Edited on Tuesday, 08 January 2008 at 11:17 AM

Roger Moore

Roger Moore
Né d'un père agent de police, Roger Moore arrête ses études en 1943. Il décide alors de se servir de son physique avantageux pour faire de la figuration (César et Cléopatre , 1945). En parallèle, il prend des cours à la Royal Academy of Dramatic Art à Londres.

Puis, en 1953, il part aux Etats-Unis où il passe d'abord un peu de temps à Brodway, mais se rend rapidement à Hollywood. En 1956, après des débuts peu remarqués comme dans La dernière fois que j'ai vu Paris (1954) ou encore Mélodie interrompue (1955), il se lance dans une série télévisée produite par la Columbia: en effet il jouera dans trente neuf épisodes d'Ivanhoé en 2 ans. Et comme les producteurs de cinéma qui l'engagent (Twentieth Century Fox) le cantonnent trop à des rôles historiques (Diane de Poitiers , 1956, L'Enlèvement des Sabines , 1961) qui ne lui conviennent pas particulièrement, il continue les téléfilms et signe avec la Warner en 1958 pour Maverick. En 1962 c'est l'apogée de sa carrière télé avec Le Saint où il incarne le personnage principal, Simon Templar. C'est grâce à cette série que Roger Moore devient enfin populaire et se construit une véritable notoriété. En 1970 sa carrière est marqué par son rôle dans Amicalement vôtre.

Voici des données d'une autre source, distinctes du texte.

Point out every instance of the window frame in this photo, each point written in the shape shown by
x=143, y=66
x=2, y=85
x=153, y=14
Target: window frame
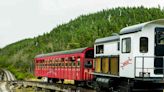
x=146, y=51
x=126, y=45
x=98, y=52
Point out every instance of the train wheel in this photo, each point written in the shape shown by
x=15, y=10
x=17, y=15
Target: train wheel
x=50, y=80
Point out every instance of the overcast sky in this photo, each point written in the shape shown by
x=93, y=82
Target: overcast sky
x=20, y=19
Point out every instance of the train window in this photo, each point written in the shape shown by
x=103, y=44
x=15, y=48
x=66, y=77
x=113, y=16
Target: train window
x=78, y=63
x=88, y=64
x=126, y=45
x=73, y=64
x=160, y=37
x=99, y=49
x=89, y=54
x=118, y=46
x=143, y=44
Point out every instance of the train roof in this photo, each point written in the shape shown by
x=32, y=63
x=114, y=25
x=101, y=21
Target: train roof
x=107, y=39
x=139, y=27
x=79, y=50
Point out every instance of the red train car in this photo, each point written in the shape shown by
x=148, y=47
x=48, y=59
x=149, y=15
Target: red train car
x=76, y=64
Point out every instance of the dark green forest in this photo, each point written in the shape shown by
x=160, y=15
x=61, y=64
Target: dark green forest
x=80, y=32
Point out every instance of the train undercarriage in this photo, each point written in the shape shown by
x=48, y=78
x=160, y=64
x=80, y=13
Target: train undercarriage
x=115, y=84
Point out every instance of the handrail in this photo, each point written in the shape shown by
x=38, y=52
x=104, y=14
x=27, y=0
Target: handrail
x=143, y=66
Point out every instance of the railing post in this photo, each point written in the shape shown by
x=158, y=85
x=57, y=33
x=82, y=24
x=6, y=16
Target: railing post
x=135, y=67
x=163, y=67
x=142, y=67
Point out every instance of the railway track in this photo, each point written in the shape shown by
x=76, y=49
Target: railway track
x=6, y=76
x=51, y=86
x=9, y=76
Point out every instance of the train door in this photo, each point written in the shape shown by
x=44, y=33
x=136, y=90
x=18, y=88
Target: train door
x=126, y=67
x=88, y=65
x=159, y=50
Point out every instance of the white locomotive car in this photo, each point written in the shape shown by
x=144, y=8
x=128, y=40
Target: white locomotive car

Après un bref passage dans la production, avec A touch of class et Night Watch , il remplace Sean Connery dans la célèbre série James Bond 007 de Albert R. Broccoli et Harry Saltman, les producteurs de la série. C'est à ce moment précis que débute pour Roger Moore une grande carrière dans le cinéma. En 1973 il tourne son premier James Bond: Vivre et laisser mourir de Guy Hamilton. On remarque vite que Moore donne une autre figure au célèbre espion : plus aristocratique, il apporte quelque chose de différent à son personnage. Entre temps, il fera Gold (1974). Il enchaîne sur L'Homme au pistolet d'or (1974).

Entre 1978 et 1981 comme Les Oies Sauvages(1978), Les Loups de la haute mer (1979), Bons baisers d'Athènes (1979), Le Commando de sa Majesté (1980) et L'Equipée du connonball (1981). Ensuite il reprend de plus belle avec L'espion qui m'aimait (1977), Rien que pour vos yeux (1981), Octopussy (1983), Jamais plus jamais (1983). Enfin après Dangereusement votre (1985), Roger Moore cédera sa place à Timothy Dalton. Avant de mettre un point final à sa carrière d'acteur, il apparaît dans Bed and Breackfast (1989), (1990), ou encore Feu, Glace et Dynamite et Spice world le film.